Я встряхнулся — увидел себя в окружении приборных досок. Приносился убаюкивающий голос Машины:

— Как хорошо, когда не надо будет думать и решать самостоятельно, когда решения будут подсказаны разумной машиной. Нужно сделать все стандартным, стандартным, стандартным…

— Не спи! — раздался Эвин голос.

Я пришел в себя. Сонная одурь прошла. Я стиснул пальцы.

— Остановись!

Я рванул рукоятку — голос Машины оборвался на отчаянной ноте.

Наступила тишина.

— Эва, — позвал я.

Вблизи никого не было. Не мог же я слышать ее сквозь бетонированные стены.

— Где Эва?

— Все люди, прибывшие на астероид, в хранилище. Для моих роботов доступ туда запрещен.

Голос Машины был четким и бесстрастным. Теперь она превратилась в послушную исполнительницу. Ни на какие новые фокусы не была способна.
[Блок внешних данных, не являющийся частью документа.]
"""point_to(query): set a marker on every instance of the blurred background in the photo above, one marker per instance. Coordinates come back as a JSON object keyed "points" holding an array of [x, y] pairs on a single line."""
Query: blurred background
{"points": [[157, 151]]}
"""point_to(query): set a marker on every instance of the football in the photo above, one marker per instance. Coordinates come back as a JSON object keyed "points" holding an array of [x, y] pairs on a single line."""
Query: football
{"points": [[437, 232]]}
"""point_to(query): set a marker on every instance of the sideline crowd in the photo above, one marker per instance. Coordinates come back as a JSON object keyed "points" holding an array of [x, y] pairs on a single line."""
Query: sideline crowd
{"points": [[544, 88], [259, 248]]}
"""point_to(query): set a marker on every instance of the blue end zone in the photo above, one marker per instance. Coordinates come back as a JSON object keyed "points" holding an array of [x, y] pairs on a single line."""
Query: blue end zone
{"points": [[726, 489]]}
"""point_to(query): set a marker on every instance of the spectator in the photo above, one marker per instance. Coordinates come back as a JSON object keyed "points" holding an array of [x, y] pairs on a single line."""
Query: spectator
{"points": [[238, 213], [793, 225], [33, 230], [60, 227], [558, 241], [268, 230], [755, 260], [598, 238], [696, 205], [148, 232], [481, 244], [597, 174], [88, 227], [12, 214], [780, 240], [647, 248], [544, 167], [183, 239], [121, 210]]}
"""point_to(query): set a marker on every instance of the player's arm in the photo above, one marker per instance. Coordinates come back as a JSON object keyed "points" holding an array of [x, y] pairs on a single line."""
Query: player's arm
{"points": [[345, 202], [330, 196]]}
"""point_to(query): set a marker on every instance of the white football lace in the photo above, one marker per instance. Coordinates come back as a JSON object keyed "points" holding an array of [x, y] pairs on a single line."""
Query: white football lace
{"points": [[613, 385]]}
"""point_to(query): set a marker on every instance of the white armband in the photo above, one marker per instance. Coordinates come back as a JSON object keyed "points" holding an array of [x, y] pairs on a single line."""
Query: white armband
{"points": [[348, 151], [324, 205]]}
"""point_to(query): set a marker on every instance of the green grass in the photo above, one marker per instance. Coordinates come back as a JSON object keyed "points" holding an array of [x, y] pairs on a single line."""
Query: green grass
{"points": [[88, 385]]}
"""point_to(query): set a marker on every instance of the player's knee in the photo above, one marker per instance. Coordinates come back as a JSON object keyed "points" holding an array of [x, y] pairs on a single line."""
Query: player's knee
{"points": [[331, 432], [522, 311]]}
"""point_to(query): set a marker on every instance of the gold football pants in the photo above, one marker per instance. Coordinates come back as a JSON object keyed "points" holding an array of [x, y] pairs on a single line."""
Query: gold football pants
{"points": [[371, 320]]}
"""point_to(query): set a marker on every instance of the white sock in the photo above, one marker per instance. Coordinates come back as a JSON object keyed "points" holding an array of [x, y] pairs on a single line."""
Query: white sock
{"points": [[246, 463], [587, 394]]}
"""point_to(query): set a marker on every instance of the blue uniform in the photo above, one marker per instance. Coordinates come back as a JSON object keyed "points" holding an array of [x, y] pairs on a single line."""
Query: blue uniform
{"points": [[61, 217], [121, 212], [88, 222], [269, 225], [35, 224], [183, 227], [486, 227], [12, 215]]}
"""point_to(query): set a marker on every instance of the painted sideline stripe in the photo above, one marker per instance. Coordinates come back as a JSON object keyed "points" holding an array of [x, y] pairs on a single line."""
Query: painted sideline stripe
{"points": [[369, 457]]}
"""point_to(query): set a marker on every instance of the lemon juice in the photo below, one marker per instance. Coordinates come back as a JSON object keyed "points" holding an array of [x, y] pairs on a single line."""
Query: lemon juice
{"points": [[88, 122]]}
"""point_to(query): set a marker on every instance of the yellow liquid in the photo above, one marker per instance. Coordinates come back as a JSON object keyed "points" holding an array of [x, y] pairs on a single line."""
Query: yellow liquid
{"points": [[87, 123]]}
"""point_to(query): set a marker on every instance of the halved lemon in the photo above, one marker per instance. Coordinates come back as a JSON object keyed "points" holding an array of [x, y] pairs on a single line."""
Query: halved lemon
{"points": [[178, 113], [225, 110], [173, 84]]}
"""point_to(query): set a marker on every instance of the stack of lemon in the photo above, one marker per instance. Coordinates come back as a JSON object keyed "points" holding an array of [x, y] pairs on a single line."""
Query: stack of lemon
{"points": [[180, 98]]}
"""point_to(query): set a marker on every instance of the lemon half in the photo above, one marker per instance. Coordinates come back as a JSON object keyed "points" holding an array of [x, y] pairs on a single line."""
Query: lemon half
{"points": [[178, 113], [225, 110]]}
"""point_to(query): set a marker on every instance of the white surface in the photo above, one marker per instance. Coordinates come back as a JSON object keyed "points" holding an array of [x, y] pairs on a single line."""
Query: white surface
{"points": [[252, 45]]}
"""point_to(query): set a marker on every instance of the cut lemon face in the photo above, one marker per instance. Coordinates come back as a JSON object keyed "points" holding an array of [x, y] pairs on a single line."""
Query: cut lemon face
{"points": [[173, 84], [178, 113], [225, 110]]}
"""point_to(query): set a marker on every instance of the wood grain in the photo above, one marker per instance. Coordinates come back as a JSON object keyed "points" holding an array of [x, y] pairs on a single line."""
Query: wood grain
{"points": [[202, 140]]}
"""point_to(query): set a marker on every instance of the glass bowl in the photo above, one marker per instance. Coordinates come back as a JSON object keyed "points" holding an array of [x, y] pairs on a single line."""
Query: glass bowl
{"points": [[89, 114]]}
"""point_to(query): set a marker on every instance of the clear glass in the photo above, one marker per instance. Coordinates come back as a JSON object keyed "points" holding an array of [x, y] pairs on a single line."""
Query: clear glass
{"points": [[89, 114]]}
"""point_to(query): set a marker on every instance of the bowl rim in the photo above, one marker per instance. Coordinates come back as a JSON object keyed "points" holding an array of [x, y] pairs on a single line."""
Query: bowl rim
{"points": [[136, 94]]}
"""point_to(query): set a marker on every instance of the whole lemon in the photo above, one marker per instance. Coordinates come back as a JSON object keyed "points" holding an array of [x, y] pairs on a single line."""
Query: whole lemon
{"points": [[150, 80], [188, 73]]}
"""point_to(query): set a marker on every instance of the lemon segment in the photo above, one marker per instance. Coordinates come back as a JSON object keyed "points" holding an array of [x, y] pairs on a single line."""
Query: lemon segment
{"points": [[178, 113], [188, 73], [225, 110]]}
— Что означает: «Сезам, откройся!»? Разве такие слова есть на земтерском языке? Ты не можешь знать таких слов.

— Первый раз слышу эту фразу.

— Но ведь ты первая крикнула: «Сезам откройся!».

— Напротив, я слышала, как ты произнес эти слова.

Эва недоуменно смотрела мне в глаза.

— А сейчас ты помешала Машине загипнотизировать меня, не дала мне заснуть.

Эва вряд ли сейчас понимала меня. У нее было такое выражение лица, словно она прислушивалась к голосу, которого никто из нас больше не слышал.

Не знаю, отчего мне вообразился беспредельный простор, несколько кокосовых пальм, млеющих в знойном воздухе, я услышал размеренный шум морского прибоя и уловил ракушечный запах. Видение возникло с такой отчетливостью, как будто я и впрямь когда-либо мог испытывать подобное наяву.

— Когда-то давно-давно я жила у моря, — не отвечая на мой вопрос, произнесла Эва. — Наше жилище было прозрачное и легкое, в нем всегда был свежий воздух и так пахло… А потом однажды я упала в воду и волна швырнула меня далеко от берега. Где это и когда было?